Une Américaine renoue avec ses racines acadiennes

PAQUETVILLE – Demain, Lynne Therio participera à son premier tintamarre à Caraquet. Il y a pourtant quelques années, cette Américaine de Cornelia, dans l’État de la Géorgie, aux États-Unis, ignorait tout sur cette grande célébration et sur ses racines acadiennes.

Son récit est pourtant lié intimement à l’histoire de l’Acadie. Née en 1944 au Wisconsin, Lynne Therio a découvert avec grande joie ses racines acadiennes seulement à la suite du décès de son père, en 1997. En faisant le tri des affaires du défunt, elle trouve dans son bureau des lettres écrites en français par son arrière-grand-mère provenant de Paquetville, dans la Péninsule acadienne. Cette trouvaille est pour elle une révélation très importante, car les lettres contenaient beaucoup d’information sur sa famille.

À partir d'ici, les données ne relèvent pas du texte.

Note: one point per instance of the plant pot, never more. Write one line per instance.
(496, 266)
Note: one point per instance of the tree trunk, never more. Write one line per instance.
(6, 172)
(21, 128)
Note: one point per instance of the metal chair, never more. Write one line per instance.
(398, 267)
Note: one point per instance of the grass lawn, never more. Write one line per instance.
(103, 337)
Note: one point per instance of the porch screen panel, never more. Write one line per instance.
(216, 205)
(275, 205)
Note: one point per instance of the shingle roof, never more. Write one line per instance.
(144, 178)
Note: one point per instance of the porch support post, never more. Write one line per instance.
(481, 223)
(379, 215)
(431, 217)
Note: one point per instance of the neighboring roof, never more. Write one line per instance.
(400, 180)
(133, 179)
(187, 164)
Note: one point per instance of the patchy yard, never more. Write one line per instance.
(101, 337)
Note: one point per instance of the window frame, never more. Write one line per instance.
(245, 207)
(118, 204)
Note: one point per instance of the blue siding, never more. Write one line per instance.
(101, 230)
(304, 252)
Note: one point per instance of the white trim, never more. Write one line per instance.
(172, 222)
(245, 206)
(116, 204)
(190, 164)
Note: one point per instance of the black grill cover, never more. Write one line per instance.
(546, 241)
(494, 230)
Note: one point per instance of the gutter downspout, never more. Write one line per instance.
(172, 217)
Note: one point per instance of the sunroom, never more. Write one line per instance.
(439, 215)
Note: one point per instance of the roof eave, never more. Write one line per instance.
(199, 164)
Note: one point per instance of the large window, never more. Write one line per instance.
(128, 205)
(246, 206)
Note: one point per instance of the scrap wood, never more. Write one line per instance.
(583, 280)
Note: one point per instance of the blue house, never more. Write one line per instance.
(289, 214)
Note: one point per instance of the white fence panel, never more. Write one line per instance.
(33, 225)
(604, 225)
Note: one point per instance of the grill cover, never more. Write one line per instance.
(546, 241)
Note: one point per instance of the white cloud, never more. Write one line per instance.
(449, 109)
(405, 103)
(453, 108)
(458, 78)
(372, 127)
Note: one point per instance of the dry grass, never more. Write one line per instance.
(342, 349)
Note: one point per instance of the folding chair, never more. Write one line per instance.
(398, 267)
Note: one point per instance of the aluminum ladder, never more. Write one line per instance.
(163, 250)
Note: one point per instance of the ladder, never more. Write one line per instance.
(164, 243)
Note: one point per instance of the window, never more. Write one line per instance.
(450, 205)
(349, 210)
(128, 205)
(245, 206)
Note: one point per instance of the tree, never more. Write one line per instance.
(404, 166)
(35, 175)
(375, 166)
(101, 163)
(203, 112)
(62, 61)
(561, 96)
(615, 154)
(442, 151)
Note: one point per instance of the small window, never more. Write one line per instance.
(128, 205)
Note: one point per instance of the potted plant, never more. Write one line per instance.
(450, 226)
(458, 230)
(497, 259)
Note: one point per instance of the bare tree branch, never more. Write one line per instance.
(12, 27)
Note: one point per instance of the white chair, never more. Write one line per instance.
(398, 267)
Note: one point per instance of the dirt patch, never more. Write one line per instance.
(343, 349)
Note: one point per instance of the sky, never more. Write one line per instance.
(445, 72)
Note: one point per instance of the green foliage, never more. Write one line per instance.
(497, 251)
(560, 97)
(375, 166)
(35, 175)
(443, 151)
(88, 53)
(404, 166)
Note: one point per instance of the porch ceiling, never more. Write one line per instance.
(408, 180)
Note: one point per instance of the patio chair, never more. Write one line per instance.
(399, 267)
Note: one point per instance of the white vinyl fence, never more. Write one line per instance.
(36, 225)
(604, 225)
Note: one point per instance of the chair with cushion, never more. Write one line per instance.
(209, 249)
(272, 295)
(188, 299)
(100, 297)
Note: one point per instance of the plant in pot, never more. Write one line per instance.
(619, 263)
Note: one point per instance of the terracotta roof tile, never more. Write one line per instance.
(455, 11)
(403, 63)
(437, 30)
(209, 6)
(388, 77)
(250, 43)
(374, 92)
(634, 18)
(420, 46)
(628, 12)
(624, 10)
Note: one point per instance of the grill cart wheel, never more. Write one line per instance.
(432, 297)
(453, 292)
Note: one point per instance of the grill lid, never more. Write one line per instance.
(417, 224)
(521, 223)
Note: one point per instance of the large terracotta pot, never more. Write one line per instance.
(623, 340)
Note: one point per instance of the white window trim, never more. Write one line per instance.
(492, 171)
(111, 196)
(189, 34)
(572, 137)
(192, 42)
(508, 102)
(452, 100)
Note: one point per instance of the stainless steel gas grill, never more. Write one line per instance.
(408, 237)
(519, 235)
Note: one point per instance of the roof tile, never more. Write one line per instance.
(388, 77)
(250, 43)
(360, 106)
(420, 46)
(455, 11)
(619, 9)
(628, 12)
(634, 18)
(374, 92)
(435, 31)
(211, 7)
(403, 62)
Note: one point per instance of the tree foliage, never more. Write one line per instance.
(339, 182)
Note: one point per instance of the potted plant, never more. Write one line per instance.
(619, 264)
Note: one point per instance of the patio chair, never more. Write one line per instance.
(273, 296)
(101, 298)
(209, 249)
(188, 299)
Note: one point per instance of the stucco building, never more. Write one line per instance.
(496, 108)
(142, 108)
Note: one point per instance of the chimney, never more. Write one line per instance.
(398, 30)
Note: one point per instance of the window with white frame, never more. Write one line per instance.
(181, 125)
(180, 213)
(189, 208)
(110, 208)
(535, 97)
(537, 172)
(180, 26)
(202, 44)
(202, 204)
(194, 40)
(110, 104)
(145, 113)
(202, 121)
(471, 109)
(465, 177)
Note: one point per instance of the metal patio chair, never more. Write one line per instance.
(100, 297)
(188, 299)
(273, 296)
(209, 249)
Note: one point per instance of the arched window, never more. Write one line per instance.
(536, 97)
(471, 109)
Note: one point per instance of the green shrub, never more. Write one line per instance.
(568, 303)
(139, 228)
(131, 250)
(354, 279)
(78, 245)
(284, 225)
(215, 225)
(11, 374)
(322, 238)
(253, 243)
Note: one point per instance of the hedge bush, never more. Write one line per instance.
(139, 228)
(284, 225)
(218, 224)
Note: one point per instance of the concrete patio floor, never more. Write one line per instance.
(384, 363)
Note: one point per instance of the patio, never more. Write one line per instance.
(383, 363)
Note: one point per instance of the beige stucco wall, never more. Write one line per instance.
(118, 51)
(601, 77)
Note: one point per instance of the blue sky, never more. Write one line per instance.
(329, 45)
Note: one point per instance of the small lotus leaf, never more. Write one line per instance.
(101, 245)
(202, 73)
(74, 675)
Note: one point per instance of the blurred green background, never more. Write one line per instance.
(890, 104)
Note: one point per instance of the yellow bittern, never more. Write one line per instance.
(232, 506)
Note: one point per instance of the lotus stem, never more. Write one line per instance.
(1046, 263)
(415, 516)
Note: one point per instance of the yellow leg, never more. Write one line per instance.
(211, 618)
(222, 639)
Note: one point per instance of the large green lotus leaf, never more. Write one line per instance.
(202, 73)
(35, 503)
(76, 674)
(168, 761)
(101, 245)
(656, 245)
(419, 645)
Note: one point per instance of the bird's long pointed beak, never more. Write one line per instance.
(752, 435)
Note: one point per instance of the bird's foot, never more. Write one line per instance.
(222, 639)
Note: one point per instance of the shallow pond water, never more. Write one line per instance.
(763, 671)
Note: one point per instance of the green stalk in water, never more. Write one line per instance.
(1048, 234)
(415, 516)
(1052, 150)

«Je suis née au Wisconsin, mon père aussi. Mon grand-père, je savais qu’il venait du Canada. Il a traversé la frontière, j’ignore s’il l’a fait légalement ou non, mais c’est à ce moment qu’il a changé son nom pour James Therio. Je ne l’ai jamais connu, car il est décédé avant ma naissance, ma grand-mère aussi», raconte cette femme de 68 ans.

«J’ai toujours posé des questions sur ma famille, mais mon père avait très peu de réponses. Il m’a tout dit ce qu’il savait, mais ce n’était pas beaucoup parce que son propre père n’en parlait jamais. Je savais qu’il manquait quelque chose et que j’avais une grande famille quelque part. Je sais que mon grand-père était forgeron et je ne sais pas comment il a fait pour aboutir au Wisconsin, mais il n’est jamais retourné à Paquetville. Les gens d’ici le croyaient mort.»

Contente d’en avoir appris plus sur son héritage, elle attend plus d’une décennie avant de visiter la Péninsule acadienne en 2011 pour mettre sa main sur plus de renseignements. À la suite d’un voyage à Terre-Neuve, elle et son mari Julian décident de faire un détour par la Péninsule acadienne. Une aventure qui se termine au bureau municipal de Paquetville où elle rencontre la directrice générale de l’époque, Murielle Gallien.

Après quelques appels, Lynne Therio et son conjoint sont envoyés chez Mériza et Gérald Thériault.

«Mon mari me poussait, parce que ça me prenait beaucoup de courage pour cogner à la porte. Mériza a répondu, elle m’a regardée et elle m’a dit que j’avais la figure d’une Thériault et que je ressemblais à sa nièce. Après, Gérald est venu à la porte. Il n’a rien dit. Il m’a regardée et nous savions que nous appartenions à la même famille.»

Elle apprend enfin la véritable identité de son grand-père, Jacques Thériault, né en 1871. Il comptait un total de 23 frères et sœurs. Gérald Thériault est le cousin du père de Mme Therio.

Depuis cette réunion longuement attendue avec sa famille, Lynne Therio vit l’euphorie. En deux ans, elle a visité Paquetville à six reprises. Quand elle n’est pas dans la région, elle contacte régulièrement sa «nouvelle» famille. Elle tente même d’apprendre le français.

«Je me sens chez moi. J’ai l’impression d’avoir rempli un vide qui se trouvait à l’intérieur de moi. Ma vie a complètement changé.»

Le prochain Congrès mondial acadien aura lieu en 2014 au Maine, dans le Madawaska et au Québec. Lynne Therio et son mari entendent y participer avec enthousiasme. Quand on lui demande, comment elle s’identifie, elle n’hésite pas à répondre: «Je me sens 200 % Aca­dienne!»